Re-download: hvantk download clingen --output-dir <raw_dir> --overwrite. Capture the Last-Modified header (or the snapshot date label) in the PR description.
Diff the new CSV header against the previous fixture header. New columns alone are non-breaking — they will not appear in the built table unless added to CLINGEN_GENE_DISEASE_FIELDS. Removed/renamed columns require updating CLINGEN_GENE_DISEASE_FIELDS.
Drift-probe diff: regenerate hvantk/skills/clingen/tests/drift_fingerprint.json and inspect for column-list changes or hash changes.
If the fixture (hvantk/skills/clingen/tests/testdata/raw/clingen/clingen_test_sample.csv) is no longer representative (new classification value, new GCEP under test), refresh it from a curated sub-sample.
Re-run the plugin tests (pytest hvantk/skills/clingen/tests -m hail); expected diffs: new optional columns, refreshed classification_date values.

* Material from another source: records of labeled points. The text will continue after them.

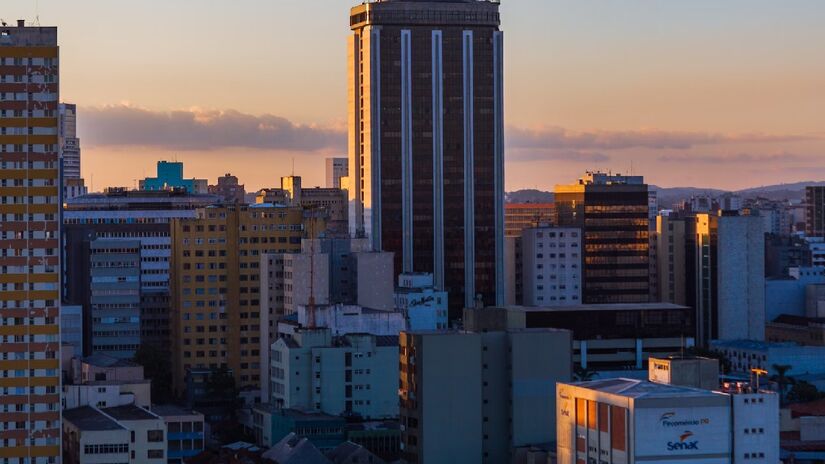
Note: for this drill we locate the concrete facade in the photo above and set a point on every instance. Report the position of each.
(551, 266)
(477, 396)
(353, 374)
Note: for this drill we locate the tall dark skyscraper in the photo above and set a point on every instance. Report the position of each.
(426, 148)
(29, 240)
(613, 213)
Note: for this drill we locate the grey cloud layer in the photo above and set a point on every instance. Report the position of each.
(122, 125)
(560, 138)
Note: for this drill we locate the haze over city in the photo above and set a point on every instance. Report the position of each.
(702, 93)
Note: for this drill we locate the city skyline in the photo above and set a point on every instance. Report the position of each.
(682, 93)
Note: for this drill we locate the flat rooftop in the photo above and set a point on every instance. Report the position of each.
(88, 418)
(637, 389)
(129, 412)
(600, 307)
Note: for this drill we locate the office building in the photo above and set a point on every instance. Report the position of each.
(424, 307)
(551, 266)
(68, 140)
(228, 189)
(685, 371)
(215, 282)
(336, 168)
(350, 374)
(605, 337)
(621, 420)
(426, 146)
(477, 396)
(184, 432)
(613, 213)
(520, 216)
(30, 258)
(815, 211)
(126, 433)
(745, 355)
(675, 257)
(170, 176)
(730, 277)
(122, 217)
(331, 201)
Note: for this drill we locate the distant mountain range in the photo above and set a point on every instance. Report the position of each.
(669, 196)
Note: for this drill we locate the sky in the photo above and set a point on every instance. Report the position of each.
(698, 93)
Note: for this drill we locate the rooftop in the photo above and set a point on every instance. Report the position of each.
(129, 412)
(637, 389)
(102, 360)
(89, 418)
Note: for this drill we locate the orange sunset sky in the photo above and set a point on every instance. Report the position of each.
(727, 94)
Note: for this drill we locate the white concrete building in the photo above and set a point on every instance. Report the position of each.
(353, 374)
(551, 266)
(424, 307)
(624, 421)
(120, 434)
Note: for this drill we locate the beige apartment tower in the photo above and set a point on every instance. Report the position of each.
(29, 239)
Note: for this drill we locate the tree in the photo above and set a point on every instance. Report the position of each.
(157, 367)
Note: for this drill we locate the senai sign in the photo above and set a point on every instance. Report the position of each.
(682, 431)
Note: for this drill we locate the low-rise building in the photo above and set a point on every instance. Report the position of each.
(618, 421)
(117, 434)
(477, 396)
(745, 355)
(424, 307)
(184, 432)
(354, 374)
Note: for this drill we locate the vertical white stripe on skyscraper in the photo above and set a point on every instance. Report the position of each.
(375, 134)
(498, 156)
(438, 162)
(406, 151)
(469, 174)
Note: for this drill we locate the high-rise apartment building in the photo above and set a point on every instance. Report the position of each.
(479, 396)
(29, 240)
(730, 277)
(336, 168)
(426, 151)
(69, 142)
(613, 213)
(215, 280)
(815, 211)
(520, 216)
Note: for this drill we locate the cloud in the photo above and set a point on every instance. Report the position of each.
(202, 130)
(734, 158)
(534, 154)
(561, 138)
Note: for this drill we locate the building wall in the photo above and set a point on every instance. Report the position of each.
(755, 427)
(29, 281)
(741, 282)
(216, 286)
(551, 266)
(413, 141)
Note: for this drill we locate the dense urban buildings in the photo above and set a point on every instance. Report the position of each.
(336, 168)
(426, 147)
(29, 239)
(121, 217)
(613, 213)
(215, 282)
(479, 396)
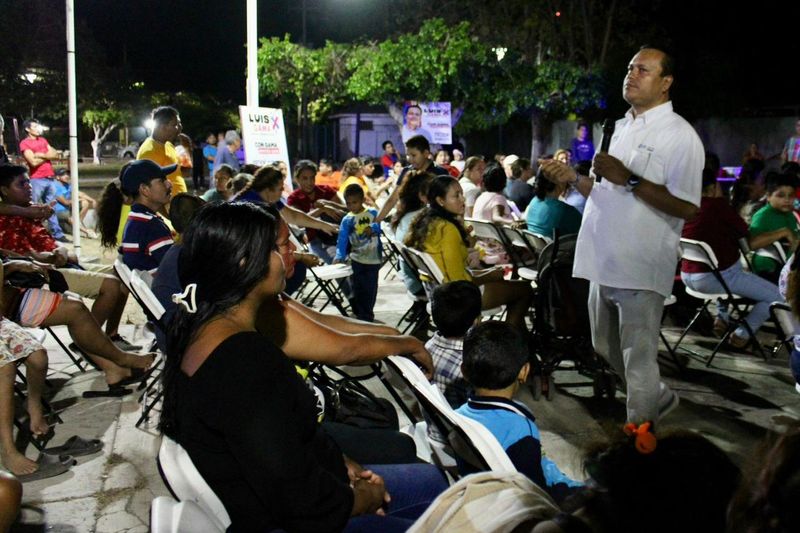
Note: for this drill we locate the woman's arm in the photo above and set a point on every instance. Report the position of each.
(303, 338)
(296, 217)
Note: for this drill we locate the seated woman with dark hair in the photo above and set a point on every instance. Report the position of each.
(491, 205)
(547, 214)
(684, 484)
(234, 401)
(438, 230)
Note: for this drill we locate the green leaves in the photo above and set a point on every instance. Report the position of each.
(440, 62)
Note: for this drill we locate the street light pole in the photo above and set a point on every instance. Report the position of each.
(252, 53)
(73, 127)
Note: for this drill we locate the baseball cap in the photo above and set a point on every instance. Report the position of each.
(143, 171)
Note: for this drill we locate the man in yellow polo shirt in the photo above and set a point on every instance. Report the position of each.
(159, 148)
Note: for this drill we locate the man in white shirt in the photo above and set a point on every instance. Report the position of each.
(628, 243)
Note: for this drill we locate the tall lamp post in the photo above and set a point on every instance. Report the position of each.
(252, 53)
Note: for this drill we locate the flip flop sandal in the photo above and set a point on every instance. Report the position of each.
(62, 459)
(138, 375)
(114, 391)
(76, 446)
(47, 468)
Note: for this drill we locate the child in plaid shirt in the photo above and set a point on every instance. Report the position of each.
(455, 307)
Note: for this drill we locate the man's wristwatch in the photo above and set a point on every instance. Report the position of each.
(633, 182)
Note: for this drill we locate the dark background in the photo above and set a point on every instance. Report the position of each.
(732, 60)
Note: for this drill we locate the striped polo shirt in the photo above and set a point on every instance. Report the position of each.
(145, 239)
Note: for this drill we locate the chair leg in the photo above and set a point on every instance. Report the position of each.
(703, 308)
(75, 360)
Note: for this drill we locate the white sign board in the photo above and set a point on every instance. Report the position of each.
(264, 138)
(430, 119)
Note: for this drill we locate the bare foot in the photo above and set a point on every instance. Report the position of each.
(39, 424)
(18, 464)
(135, 360)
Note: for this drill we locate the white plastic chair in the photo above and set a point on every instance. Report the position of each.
(788, 325)
(186, 483)
(170, 516)
(701, 252)
(470, 440)
(774, 251)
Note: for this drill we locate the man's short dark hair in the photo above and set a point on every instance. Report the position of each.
(519, 166)
(494, 353)
(667, 61)
(354, 190)
(182, 208)
(454, 307)
(494, 178)
(164, 113)
(418, 142)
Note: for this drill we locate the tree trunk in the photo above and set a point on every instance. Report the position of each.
(540, 128)
(99, 138)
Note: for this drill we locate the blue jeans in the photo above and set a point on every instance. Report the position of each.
(43, 191)
(741, 283)
(327, 253)
(412, 487)
(365, 289)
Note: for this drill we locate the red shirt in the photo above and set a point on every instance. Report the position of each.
(23, 235)
(719, 226)
(38, 146)
(305, 203)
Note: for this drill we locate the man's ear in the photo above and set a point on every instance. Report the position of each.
(522, 377)
(666, 83)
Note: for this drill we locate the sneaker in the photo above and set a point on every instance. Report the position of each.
(669, 405)
(720, 327)
(124, 345)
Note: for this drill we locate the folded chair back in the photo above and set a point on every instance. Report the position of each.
(186, 483)
(471, 441)
(170, 516)
(699, 252)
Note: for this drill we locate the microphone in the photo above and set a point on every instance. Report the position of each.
(608, 132)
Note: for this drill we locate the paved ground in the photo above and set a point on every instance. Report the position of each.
(735, 402)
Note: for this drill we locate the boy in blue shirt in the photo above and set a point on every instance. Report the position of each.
(495, 363)
(361, 233)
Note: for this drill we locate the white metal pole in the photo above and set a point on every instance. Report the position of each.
(252, 50)
(73, 128)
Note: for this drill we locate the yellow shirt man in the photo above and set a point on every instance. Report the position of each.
(163, 155)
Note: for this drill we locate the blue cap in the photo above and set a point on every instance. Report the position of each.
(142, 171)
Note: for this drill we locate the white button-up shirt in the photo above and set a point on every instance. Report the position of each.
(624, 242)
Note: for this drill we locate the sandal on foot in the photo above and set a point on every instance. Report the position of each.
(114, 391)
(76, 446)
(49, 466)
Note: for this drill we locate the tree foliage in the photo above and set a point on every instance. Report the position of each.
(290, 73)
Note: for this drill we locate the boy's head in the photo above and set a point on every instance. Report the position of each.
(418, 151)
(781, 192)
(495, 356)
(354, 198)
(455, 307)
(182, 209)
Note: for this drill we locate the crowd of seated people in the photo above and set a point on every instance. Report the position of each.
(235, 401)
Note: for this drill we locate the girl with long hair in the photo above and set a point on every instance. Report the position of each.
(438, 230)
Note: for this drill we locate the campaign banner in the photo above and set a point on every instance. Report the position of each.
(264, 137)
(430, 119)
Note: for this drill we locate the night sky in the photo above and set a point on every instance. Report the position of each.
(746, 55)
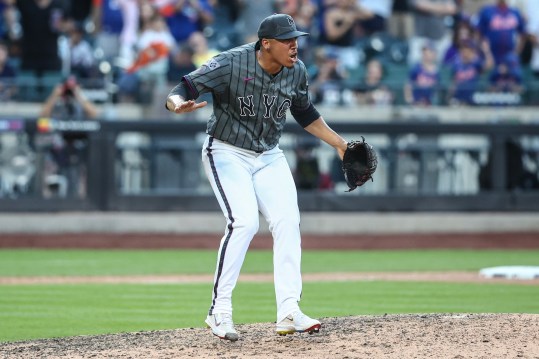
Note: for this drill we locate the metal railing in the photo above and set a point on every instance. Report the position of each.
(152, 165)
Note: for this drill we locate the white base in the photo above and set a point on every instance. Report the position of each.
(511, 272)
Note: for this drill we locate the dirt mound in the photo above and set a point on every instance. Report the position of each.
(389, 336)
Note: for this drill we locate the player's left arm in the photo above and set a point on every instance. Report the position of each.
(320, 129)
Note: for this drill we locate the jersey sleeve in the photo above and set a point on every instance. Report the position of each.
(302, 108)
(213, 76)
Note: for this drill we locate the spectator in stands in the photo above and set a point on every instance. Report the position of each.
(376, 13)
(424, 79)
(65, 164)
(506, 76)
(463, 30)
(303, 12)
(251, 15)
(201, 51)
(533, 31)
(373, 90)
(340, 24)
(400, 24)
(340, 20)
(466, 73)
(81, 10)
(180, 64)
(503, 27)
(10, 26)
(81, 53)
(149, 70)
(184, 17)
(43, 21)
(7, 75)
(430, 27)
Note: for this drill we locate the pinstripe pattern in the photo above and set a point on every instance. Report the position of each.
(250, 105)
(230, 226)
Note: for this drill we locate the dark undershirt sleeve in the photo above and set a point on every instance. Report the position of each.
(305, 116)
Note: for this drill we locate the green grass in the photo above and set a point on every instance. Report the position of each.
(45, 311)
(138, 262)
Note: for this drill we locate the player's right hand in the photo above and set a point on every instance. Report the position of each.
(188, 106)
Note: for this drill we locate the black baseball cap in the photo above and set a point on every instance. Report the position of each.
(280, 27)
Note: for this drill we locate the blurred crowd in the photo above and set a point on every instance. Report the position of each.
(375, 52)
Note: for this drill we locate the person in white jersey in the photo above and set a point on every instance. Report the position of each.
(253, 86)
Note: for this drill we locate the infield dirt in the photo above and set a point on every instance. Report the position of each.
(389, 336)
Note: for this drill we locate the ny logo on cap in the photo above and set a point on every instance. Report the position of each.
(290, 20)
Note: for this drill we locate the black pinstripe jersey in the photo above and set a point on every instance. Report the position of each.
(249, 105)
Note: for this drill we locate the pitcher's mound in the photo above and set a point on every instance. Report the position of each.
(389, 336)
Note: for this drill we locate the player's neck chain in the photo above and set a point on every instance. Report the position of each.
(261, 61)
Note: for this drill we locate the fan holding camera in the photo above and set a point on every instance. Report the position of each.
(67, 151)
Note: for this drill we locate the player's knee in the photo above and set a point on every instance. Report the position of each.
(249, 224)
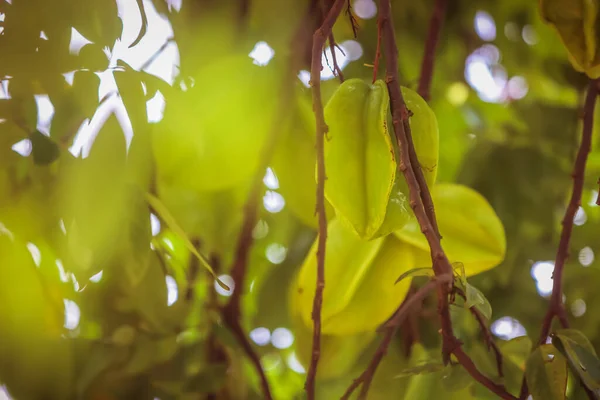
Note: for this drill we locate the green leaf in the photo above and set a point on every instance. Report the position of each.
(92, 57)
(100, 358)
(456, 378)
(359, 157)
(208, 380)
(517, 350)
(148, 353)
(166, 216)
(580, 354)
(123, 335)
(144, 27)
(476, 299)
(232, 117)
(546, 373)
(472, 233)
(424, 271)
(421, 384)
(294, 161)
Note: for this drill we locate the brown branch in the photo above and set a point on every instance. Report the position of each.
(433, 36)
(353, 21)
(441, 264)
(485, 331)
(319, 38)
(471, 368)
(232, 310)
(337, 71)
(400, 116)
(391, 327)
(489, 339)
(556, 307)
(377, 51)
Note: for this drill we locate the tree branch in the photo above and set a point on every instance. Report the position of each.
(556, 307)
(485, 331)
(391, 327)
(433, 36)
(441, 264)
(232, 310)
(319, 38)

Unexpected diffs (changed key semantics, stripped prefixes leaking back in) require investigation before commit.
Open PR; reviewer checks the diff narrative.

9. Validation contract

fixture: hvantk/skills/clingen/tests/testdata/raw/clingen/clingen_test_sample.csv
drift_fingerprint: hvantk/skills/clingen/tests/drift_fingerprint.json
test_command: pytest hvantk/skills/clingen/tests -m hail

Snapshot status: the tests/snapshots/schema.json and tests/snapshots/sample_rows.json paths declared in plugin.yaml have NOT yet been seeded for this plugin (the tests/snapshots/ directory does not exist yet). Until seeded, there is no fixed-schema round-trip check; the live tests are test_downloader.py, test_drift_probe.py, and test_streamer.py.